REPUBLIKA.CO.ID, JAKARTA -- Makanan olahan semakin merajai menu harian bagi kebanyakan orang. Di Amerika Serikat jenis makanan ini rata-rata dikonsumsi oleh 60 persen masyarakatnya.
Sebuah studi kecil yang diterbitkan dalam jurnal Cell Metabolism menunjukkan harga terjangkau dan kepraktisan yang diberikan datang dengan biaya kesehatan yang menghantui. Sudah menjadi pengetahuan umum, makanan olahan diperkuat dengan banyak gula, garam, serta lemak yang menghantarkan pada berbagai masalah kesehatan.
Ketika orang konsumsi makanan yang diproses selama dua pekan berturutan, maka lebih banyak kalori yang masuk sehingga akan bertambah berat badan dan lemak tubuh lebih banyak. Bukan hal yang mengejutkan untuk menemukan makanan olahan bersifat tidak menyehatkan. Sebab, penelitian lain mengaitkannya dengan risiko kanker dan obesitas yang lebih tinggi.
Hal yang tidak terduga adalah gula, lemak, dan garam tampaknya bukan yang mendorong orang untuk makan berlebihan. Hasil itu pun tidak diduga oleh peneliti yang melakukannya.
"Saya terkejut dengan hasilnya. Ini adalah percobaan pertama yang benar-benar dapat menunjukkan ada hubungan sebab akibat antara sesuatu tentang makanan olahan, terlepas dari nutrisi yang ada, yang menyebabkan orang makan berlebihan dan menambah berat badan," kata penulis utama penelitian Kevin Hall, dikutip dari Time, Ahad (19/5).
Dalam studi tersebut, 20 orang dewasa yang sehat hidup selama sebulan di laboratorium. Mereka dipersiapkan semua makanan utama dan makanan ringan.
Dibuat dua rencana makan yang terdiri dari makanan proses atau tidak diolah. Mereka makan semua jenis itu secara bergantian selama dua pekan sekaligus.
Jenis makanan olahan yang diberikan seperti ravioli kalengan, nugget ayam, bagel, dan limun die. Sedangkan yang tidak diolah seperti salad, orak-arik telur, oatmeal, dan kacang-kacangan.
Kedua pola makan itu mengandung profil nutrisi yang hampir identik, dengan jumlah gula, lemak, natrium, serat yang sama dan banyak lagi. Namun, mengonsumsi dua jenis makanan tersbeut memiliki efek yang sangat berbeda.
Ketika orang makanan diproses, mereka makan sekitar 500 kalori lebih banyak per hari daripada yang mereka lakukan pada makanan yang kurang diproses. Berat badan mereka juga naik sekitar dua pon selama dua pekan dengan pola makan olahan dan kehilangan jumlah yang sama pada makanan yang tidak diproses.
Peserta yang terlibat pun makan lebih cepat ketika makan produk olahan, yang bisa menjadi salah satu alasan mengapa bertambah berat badan. “Makanan olahan cenderung lebih lunak, yang membuatnya lebih mudah dikunyah dan ditelan,” kata Hall.
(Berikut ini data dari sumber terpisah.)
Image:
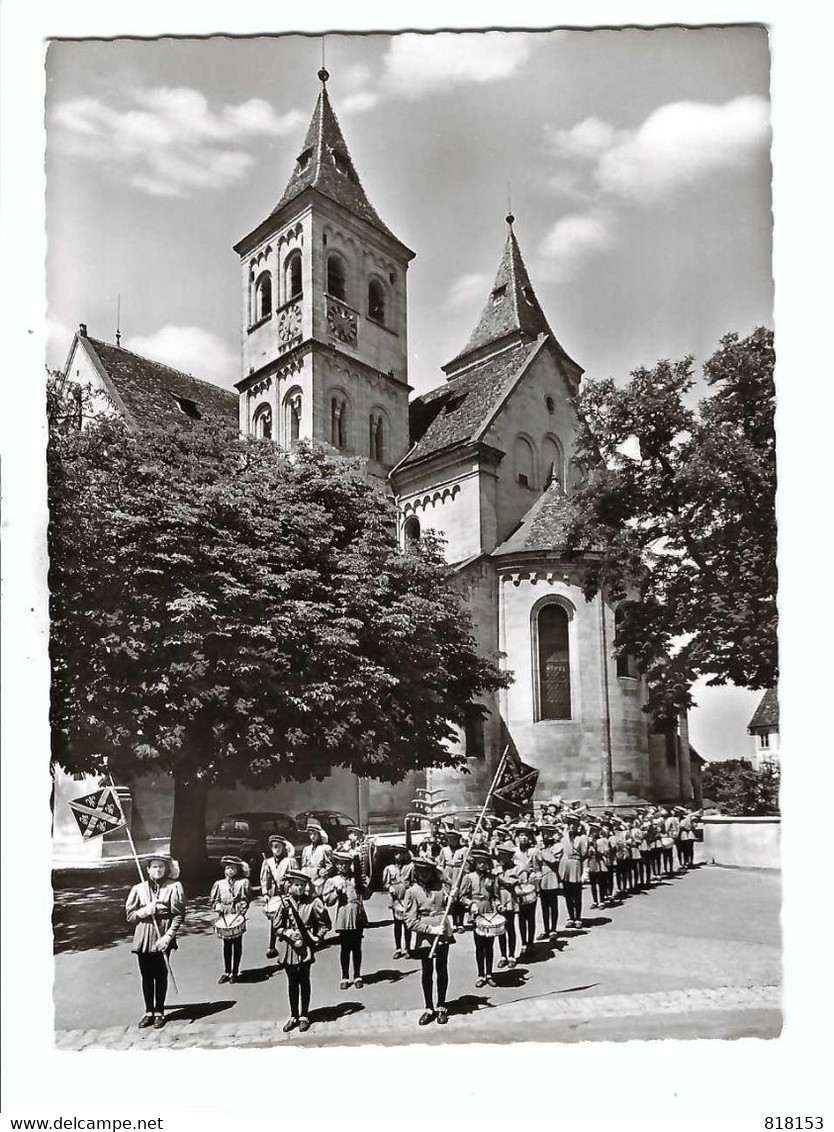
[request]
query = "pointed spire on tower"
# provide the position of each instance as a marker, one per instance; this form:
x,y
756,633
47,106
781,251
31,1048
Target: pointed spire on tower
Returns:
x,y
512,310
325,163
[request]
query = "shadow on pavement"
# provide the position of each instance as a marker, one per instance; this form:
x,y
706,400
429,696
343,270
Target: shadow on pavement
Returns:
x,y
192,1012
338,1010
257,974
387,976
467,1004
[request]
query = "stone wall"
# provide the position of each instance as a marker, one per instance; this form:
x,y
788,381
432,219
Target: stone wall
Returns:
x,y
742,842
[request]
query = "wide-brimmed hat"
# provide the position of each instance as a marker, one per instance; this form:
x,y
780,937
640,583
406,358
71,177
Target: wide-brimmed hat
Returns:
x,y
172,867
426,865
240,865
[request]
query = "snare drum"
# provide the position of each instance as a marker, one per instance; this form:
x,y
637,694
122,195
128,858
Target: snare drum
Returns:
x,y
527,893
491,924
230,925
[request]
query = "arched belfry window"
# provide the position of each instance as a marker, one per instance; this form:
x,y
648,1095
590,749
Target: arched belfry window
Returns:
x,y
553,660
263,296
263,422
525,462
336,277
338,421
292,275
292,417
376,301
376,448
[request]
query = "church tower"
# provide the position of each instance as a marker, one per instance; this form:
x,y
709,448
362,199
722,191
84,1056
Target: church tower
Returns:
x,y
324,310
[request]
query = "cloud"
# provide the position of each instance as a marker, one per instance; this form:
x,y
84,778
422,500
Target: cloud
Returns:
x,y
684,143
465,290
419,65
678,145
168,140
191,349
572,239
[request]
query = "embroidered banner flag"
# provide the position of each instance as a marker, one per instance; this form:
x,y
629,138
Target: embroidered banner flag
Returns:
x,y
517,782
97,813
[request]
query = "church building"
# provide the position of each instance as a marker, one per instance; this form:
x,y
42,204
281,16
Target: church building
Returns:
x,y
484,460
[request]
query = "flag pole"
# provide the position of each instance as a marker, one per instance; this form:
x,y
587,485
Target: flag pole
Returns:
x,y
142,875
456,882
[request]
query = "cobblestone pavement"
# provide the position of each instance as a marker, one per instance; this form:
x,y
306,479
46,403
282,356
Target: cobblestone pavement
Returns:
x,y
696,957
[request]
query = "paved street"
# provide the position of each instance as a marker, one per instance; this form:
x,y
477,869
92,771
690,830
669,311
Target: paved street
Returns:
x,y
697,957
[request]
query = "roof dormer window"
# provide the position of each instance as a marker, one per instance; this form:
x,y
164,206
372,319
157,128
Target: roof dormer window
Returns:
x,y
187,405
342,162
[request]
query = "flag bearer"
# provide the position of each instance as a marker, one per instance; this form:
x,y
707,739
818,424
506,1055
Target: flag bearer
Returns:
x,y
157,908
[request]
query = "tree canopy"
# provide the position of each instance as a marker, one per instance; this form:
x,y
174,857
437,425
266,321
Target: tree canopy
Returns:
x,y
679,503
225,612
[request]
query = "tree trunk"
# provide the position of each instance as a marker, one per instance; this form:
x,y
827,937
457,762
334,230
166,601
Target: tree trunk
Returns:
x,y
188,831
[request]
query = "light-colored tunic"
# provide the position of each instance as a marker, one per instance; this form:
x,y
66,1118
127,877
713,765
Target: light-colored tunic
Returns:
x,y
142,899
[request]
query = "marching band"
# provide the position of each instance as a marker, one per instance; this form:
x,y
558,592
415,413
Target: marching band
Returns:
x,y
492,880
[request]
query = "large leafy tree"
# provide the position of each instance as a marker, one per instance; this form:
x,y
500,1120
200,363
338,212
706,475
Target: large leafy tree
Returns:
x,y
228,614
679,503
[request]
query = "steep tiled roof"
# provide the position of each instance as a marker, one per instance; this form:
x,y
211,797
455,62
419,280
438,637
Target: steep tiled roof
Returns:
x,y
325,164
544,528
512,306
766,714
149,391
455,412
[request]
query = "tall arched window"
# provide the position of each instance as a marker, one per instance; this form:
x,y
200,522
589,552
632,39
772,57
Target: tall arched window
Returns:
x,y
263,296
338,421
552,625
292,276
552,462
292,418
336,277
377,437
376,301
263,422
525,462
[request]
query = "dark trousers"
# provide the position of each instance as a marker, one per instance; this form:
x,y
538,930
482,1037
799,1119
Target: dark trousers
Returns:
x,y
508,940
484,953
350,944
298,987
526,924
435,969
573,899
550,909
154,980
401,934
232,952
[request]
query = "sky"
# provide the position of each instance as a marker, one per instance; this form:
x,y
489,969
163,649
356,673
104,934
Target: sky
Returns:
x,y
636,162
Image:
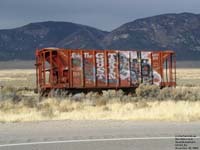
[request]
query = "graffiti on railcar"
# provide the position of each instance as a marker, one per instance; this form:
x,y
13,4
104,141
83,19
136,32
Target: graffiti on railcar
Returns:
x,y
76,60
112,62
100,67
124,66
88,68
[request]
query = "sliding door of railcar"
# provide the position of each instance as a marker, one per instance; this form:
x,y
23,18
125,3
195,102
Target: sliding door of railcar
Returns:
x,y
169,74
76,69
89,68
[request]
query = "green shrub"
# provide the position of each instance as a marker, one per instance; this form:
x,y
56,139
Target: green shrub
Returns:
x,y
148,91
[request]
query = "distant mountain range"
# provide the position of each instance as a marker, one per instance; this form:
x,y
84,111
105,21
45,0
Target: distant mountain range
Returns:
x,y
179,32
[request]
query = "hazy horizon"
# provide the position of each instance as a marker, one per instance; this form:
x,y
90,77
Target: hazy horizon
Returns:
x,y
105,14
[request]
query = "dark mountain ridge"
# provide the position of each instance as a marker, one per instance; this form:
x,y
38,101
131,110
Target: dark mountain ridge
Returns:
x,y
179,32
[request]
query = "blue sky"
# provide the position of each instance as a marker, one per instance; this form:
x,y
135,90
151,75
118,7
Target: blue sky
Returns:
x,y
102,14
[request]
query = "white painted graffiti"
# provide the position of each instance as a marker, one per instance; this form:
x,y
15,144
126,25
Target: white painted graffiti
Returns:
x,y
75,55
87,55
124,66
112,64
100,66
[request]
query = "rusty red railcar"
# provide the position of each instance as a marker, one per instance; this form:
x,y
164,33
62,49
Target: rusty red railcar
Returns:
x,y
96,70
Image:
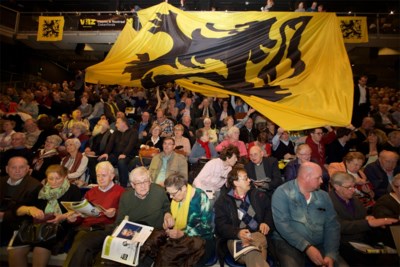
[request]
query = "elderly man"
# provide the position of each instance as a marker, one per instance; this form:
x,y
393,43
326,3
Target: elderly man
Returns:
x,y
244,213
16,190
167,162
381,172
18,149
32,132
355,225
305,220
107,195
121,148
167,126
263,171
97,145
145,203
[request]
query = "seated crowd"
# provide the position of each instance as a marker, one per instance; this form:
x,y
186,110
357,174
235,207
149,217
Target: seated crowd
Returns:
x,y
201,170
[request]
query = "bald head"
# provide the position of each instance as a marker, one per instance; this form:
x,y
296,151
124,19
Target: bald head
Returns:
x,y
256,154
309,177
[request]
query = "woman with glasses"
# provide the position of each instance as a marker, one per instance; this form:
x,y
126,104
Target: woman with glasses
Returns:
x,y
192,213
355,225
352,164
46,157
244,212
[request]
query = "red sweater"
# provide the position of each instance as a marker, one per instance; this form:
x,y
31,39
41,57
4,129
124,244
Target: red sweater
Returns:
x,y
109,199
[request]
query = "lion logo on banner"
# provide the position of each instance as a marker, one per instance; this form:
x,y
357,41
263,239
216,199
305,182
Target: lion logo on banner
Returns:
x,y
236,48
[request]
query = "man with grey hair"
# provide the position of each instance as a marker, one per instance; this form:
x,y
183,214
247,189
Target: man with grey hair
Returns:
x,y
18,149
32,132
355,224
305,221
381,172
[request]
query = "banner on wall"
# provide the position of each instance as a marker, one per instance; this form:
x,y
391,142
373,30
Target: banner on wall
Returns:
x,y
354,29
292,67
101,22
50,28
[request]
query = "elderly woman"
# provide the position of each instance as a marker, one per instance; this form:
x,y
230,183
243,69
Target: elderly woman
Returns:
x,y
388,206
75,162
56,189
211,132
352,163
28,106
371,146
46,157
5,137
192,213
202,149
262,142
303,154
213,175
79,130
233,139
181,142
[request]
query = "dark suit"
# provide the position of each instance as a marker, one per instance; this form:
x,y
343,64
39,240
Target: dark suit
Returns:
x,y
378,177
359,110
271,169
26,193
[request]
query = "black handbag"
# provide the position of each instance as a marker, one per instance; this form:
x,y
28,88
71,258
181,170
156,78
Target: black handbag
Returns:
x,y
33,233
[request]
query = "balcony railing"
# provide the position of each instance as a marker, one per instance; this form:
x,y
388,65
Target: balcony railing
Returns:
x,y
17,22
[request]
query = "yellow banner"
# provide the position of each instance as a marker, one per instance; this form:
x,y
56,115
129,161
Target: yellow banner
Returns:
x,y
292,67
50,28
354,29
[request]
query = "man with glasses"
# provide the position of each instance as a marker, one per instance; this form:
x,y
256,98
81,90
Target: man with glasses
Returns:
x,y
144,203
167,162
355,225
305,221
244,212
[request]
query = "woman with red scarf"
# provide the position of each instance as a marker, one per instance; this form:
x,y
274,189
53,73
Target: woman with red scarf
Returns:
x,y
202,149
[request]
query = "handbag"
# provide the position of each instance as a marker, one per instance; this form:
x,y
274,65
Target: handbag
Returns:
x,y
33,233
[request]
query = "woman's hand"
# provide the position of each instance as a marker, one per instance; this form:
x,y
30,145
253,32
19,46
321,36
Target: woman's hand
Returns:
x,y
174,233
110,212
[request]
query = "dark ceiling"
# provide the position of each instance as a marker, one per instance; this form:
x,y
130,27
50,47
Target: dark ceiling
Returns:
x,y
231,5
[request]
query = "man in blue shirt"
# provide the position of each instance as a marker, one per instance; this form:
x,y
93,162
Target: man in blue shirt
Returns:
x,y
305,220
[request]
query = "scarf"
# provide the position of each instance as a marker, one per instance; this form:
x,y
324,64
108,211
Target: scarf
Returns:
x,y
180,210
206,148
75,165
52,195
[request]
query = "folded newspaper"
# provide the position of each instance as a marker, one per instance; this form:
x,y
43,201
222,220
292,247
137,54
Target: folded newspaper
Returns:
x,y
239,249
84,207
124,244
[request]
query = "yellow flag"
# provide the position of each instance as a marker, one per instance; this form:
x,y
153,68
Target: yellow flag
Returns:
x,y
292,67
50,28
354,29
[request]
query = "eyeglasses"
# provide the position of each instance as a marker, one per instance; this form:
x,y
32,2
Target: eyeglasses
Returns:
x,y
174,194
350,188
141,183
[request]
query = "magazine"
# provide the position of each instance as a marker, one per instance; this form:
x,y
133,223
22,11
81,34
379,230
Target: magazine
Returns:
x,y
239,249
84,207
124,244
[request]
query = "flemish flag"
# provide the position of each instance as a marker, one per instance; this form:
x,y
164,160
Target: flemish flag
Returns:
x,y
354,29
50,28
291,67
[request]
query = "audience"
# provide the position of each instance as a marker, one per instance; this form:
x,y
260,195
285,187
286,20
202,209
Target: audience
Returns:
x,y
244,212
305,221
56,189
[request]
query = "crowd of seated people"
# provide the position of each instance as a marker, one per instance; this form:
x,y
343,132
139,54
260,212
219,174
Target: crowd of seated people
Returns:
x,y
183,128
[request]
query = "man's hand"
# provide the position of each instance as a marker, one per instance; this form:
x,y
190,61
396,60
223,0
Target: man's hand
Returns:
x,y
315,256
264,228
245,236
169,221
104,156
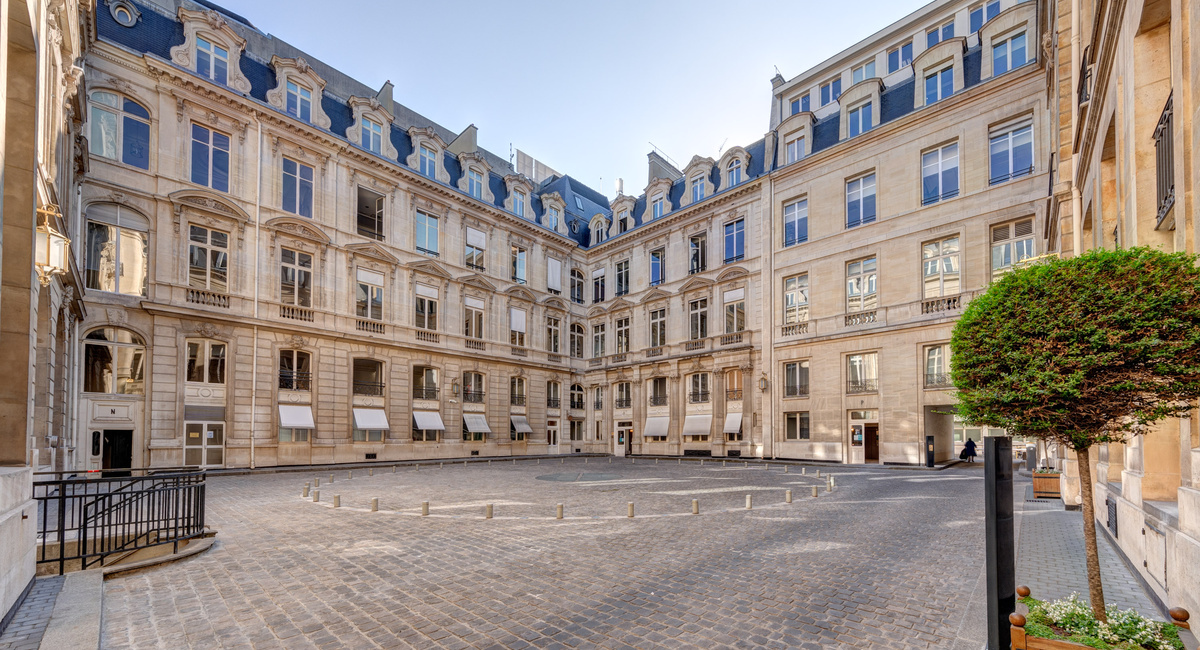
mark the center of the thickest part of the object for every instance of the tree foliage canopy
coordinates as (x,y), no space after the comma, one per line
(1083,350)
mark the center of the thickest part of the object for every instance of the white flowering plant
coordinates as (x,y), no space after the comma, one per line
(1072,619)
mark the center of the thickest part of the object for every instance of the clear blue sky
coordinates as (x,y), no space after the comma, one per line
(583,88)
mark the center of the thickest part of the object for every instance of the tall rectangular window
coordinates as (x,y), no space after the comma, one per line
(940,174)
(940,268)
(735,241)
(862,281)
(796,222)
(1011,152)
(427,234)
(210,158)
(295,277)
(208,259)
(297,188)
(861,200)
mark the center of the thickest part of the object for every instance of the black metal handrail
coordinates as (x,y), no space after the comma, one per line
(88,519)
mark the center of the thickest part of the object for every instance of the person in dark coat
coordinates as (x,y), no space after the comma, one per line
(969,450)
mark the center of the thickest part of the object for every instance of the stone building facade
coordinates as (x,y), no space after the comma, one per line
(286,266)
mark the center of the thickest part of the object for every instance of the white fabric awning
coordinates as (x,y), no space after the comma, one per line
(475,422)
(732,422)
(429,421)
(657,426)
(371,419)
(697,425)
(297,416)
(521,423)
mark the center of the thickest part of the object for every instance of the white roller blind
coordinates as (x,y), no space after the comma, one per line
(516,319)
(477,238)
(370,277)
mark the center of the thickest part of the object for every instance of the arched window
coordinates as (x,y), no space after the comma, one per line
(115,256)
(119,130)
(114,362)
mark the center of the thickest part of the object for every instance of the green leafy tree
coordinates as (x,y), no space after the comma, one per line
(1083,351)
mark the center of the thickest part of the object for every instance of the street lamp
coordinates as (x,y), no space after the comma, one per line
(51,253)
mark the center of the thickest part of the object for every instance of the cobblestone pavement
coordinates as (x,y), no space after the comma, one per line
(887,560)
(25,629)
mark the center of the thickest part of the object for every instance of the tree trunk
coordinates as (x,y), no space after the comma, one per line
(1095,589)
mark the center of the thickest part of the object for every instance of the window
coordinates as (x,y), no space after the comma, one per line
(427,234)
(369,295)
(295,371)
(796,299)
(862,373)
(1008,54)
(697,253)
(295,278)
(1011,245)
(372,136)
(796,222)
(795,149)
(940,263)
(115,257)
(861,200)
(658,327)
(211,60)
(796,426)
(576,287)
(210,158)
(940,174)
(208,259)
(831,91)
(205,362)
(553,330)
(735,241)
(865,71)
(297,188)
(622,335)
(1012,154)
(982,13)
(937,34)
(370,214)
(299,101)
(475,184)
(796,379)
(658,258)
(516,326)
(598,335)
(861,286)
(939,85)
(427,162)
(119,130)
(576,341)
(473,318)
(735,169)
(114,362)
(699,389)
(899,56)
(520,270)
(697,319)
(426,308)
(858,120)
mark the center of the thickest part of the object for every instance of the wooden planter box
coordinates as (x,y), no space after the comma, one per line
(1045,486)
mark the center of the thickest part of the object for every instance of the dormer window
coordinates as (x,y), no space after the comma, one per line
(372,136)
(299,102)
(211,60)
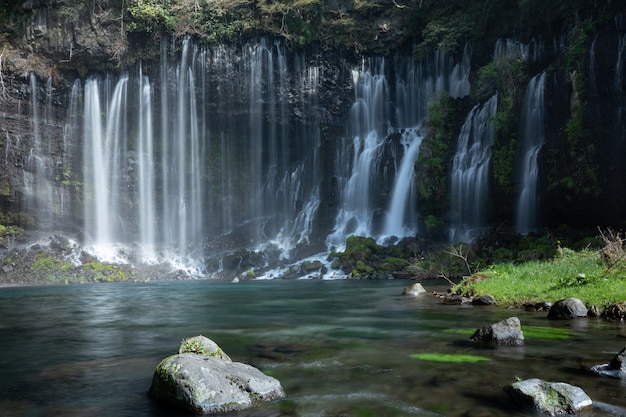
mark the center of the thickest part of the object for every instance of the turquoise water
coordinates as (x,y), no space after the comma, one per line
(339,348)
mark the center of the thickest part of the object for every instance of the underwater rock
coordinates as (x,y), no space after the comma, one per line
(414,290)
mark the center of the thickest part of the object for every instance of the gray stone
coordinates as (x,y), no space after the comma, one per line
(552,398)
(484,300)
(568,308)
(415,289)
(507,332)
(202,345)
(616,368)
(203,380)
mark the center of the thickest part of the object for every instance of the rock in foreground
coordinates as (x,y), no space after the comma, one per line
(552,398)
(205,384)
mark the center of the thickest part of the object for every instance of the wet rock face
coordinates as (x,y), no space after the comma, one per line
(71,32)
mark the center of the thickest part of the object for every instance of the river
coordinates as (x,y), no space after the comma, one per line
(339,348)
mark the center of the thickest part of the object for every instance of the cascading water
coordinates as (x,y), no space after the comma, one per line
(104,156)
(532,140)
(372,121)
(398,221)
(470,172)
(368,123)
(203,173)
Hall menjelaskan, salah satu teorinya ketika seseorang makan lebih cepat, maka tidak memberi cukup waktu untuk memberi sinyal pada otak. Kondisi ini membuat otak tidak menangkap sinyal ketika telah memiliki cukup kalori dan kenyang, sehingga berhenti makan.
"Pada saat otak mendapatkan sinyal itu, sudah terlambat, Anda sudah makan terlalu banyak," ujar peneliti senior di Institut Nasional Diabetes dan Penyakit Pencernaan dan Ginjal di National Institutes of Health.
Hormon orang juga berubah tergantung pada bagaimana makanan diproses. Meskipun orang mengatakan mereka merasa sama-sama kenyang dan puas pada kedua pola makan, ternyata makanan yang tidak diproses menyebabkan peningkatan hormon penekan nafsu makan yang disebut PYY dan penurunan hormon ghrelin kelaparan.
"Kedua perubahan hormon ini yang terjadi, untuk alasan yang kami tidak sepenuhnya pahami, cenderung mendukung pengamatan kami,” kata Hall.
Pada makanan yang tidak diproses, orang-orang secara spontan mengurangi asupan kalori. Kondisi ini mengarah pada penurunan berat badan dan kehilangan lemak tubuh, tanpa mereka harus menghitung kalori atau bahkan dengan sengaja melakukannya.
Menghindari makanan olahan tidak mudah, terutama secara finansial. Dalam studi tersebut, bahan untuk makanan yang tidak diproses harganya sekitar 40 persen lebih tinggi daripada makanan olahan.